Para estruturas mais próximas da superfície, os dados fornecem informações sobre a composição da nossa própria galáxia, a Via Láctea. Marijke Haverkorn, da Universidade Radboud, observa que o LOFAR permite mapear campos magnéticos internos com precisão excepcional.

O futuro deste trabalho parece promissor com a chegada do LOFAR 2.0. Essa atualização dobrará a velocidade das observações e melhorará a resolução dos dados.

Como funcionam os radiotelescópios

Radiotelescópios, como o LOFAR, captam ondas eletromagnéticas invisíveis ao olho humano. Essas ondas têm origem em fontes cósmicas, como buracos negros ou estrelas em explosão, e sua detecção requer grandes antenas ou conjuntos de antenas. Combinando os sinais de múltiplas antenas, os astrônomos criam imagens detalhadas do céu, revelando estruturas que a luz visível não consegue mostrar. Essa tecnologia evoluiu desde os primeiros radiotelescópios, possibilitando agora o mapeamento em larga escala .
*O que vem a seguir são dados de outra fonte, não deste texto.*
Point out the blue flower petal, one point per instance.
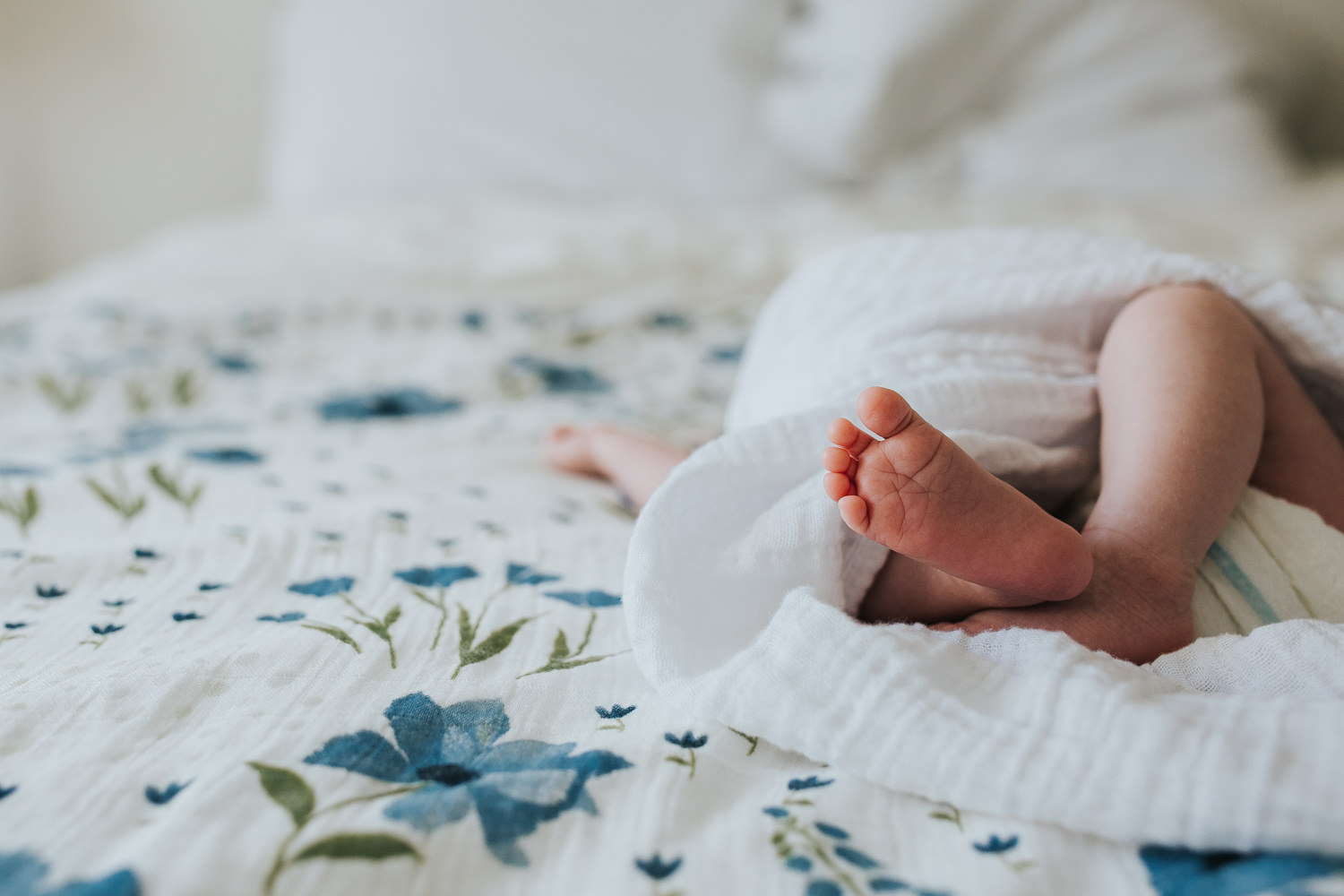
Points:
(228, 455)
(324, 587)
(561, 379)
(857, 858)
(418, 727)
(386, 405)
(524, 573)
(432, 807)
(470, 727)
(656, 866)
(593, 599)
(1180, 872)
(365, 753)
(435, 576)
(282, 616)
(806, 783)
(996, 845)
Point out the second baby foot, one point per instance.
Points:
(914, 490)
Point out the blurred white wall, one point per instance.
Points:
(121, 116)
(118, 117)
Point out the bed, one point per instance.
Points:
(292, 605)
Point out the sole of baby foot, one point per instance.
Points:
(1136, 607)
(914, 490)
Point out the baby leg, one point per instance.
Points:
(1195, 405)
(634, 463)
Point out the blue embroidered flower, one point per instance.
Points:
(725, 354)
(15, 469)
(524, 573)
(324, 587)
(282, 616)
(996, 845)
(22, 874)
(857, 858)
(406, 402)
(809, 782)
(687, 740)
(234, 363)
(656, 866)
(435, 576)
(1179, 872)
(559, 379)
(228, 455)
(515, 786)
(160, 797)
(594, 599)
(668, 320)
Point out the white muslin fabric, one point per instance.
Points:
(741, 573)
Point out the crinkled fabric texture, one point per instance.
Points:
(741, 570)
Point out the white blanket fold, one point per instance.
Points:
(741, 568)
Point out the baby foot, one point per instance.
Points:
(1134, 608)
(570, 450)
(916, 492)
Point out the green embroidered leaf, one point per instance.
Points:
(287, 788)
(185, 387)
(425, 598)
(465, 632)
(172, 487)
(66, 401)
(562, 646)
(366, 847)
(124, 504)
(333, 632)
(495, 642)
(556, 665)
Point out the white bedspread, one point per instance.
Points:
(741, 565)
(297, 608)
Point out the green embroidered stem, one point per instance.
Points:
(23, 509)
(819, 852)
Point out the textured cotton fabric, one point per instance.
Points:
(741, 570)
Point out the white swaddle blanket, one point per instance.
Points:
(741, 570)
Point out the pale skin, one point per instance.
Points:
(1195, 406)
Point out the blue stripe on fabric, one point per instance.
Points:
(1228, 565)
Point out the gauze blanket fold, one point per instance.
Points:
(741, 571)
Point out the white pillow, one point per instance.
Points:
(441, 99)
(1078, 96)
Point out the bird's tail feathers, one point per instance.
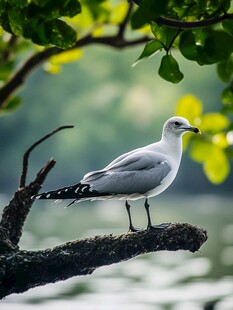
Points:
(76, 192)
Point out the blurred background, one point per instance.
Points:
(115, 108)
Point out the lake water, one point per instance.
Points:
(158, 281)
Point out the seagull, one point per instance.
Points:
(142, 173)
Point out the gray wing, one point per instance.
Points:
(139, 172)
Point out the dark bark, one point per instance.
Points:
(22, 270)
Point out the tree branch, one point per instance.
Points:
(173, 23)
(15, 213)
(28, 152)
(179, 24)
(28, 269)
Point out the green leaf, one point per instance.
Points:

Diferentemente dos telescópios ópticos, os instrumentos de rádio operam dia e noite, pois as ondas de rádio atravessam a atmosfera terrestre sem serem bloqueadas por nuvens ou ofuscadas pela luz solar. Eles operam em faixas de frequência específicas, geralmente baixas, para estudar fenômenos como campos magnéticos ou partículas aceleradas. O LOFAR, por exemplo, utiliza um conjunto de antenas distribuídas por diversos países para aumentar a sensibilidade e a resolução. 

Os dados coletados são processados ​​por computadores potentes para eliminar interferências e reconstruir imagens. Esse processo permite o mapeamento de milhões de objetos em um único levantamento, como demonstrado pelo LoTSS-DR3. Os avanços na computação tornaram possível a análise de volumes massivos de dados, abrindo novas perspectivas na astronomia.

O uso de ondas de rádio complementa outros métodos de observação, como o infravermelho e os raios X. Cada comprimento de onda revela aspectos distintos do Universo, oferecendo uma visão mais abrangente. Os radiotelescópios, portanto, desempenham um papel crucial em nossa compreensão dos processos cósmicos, desde os mais próximos até os mais distantes.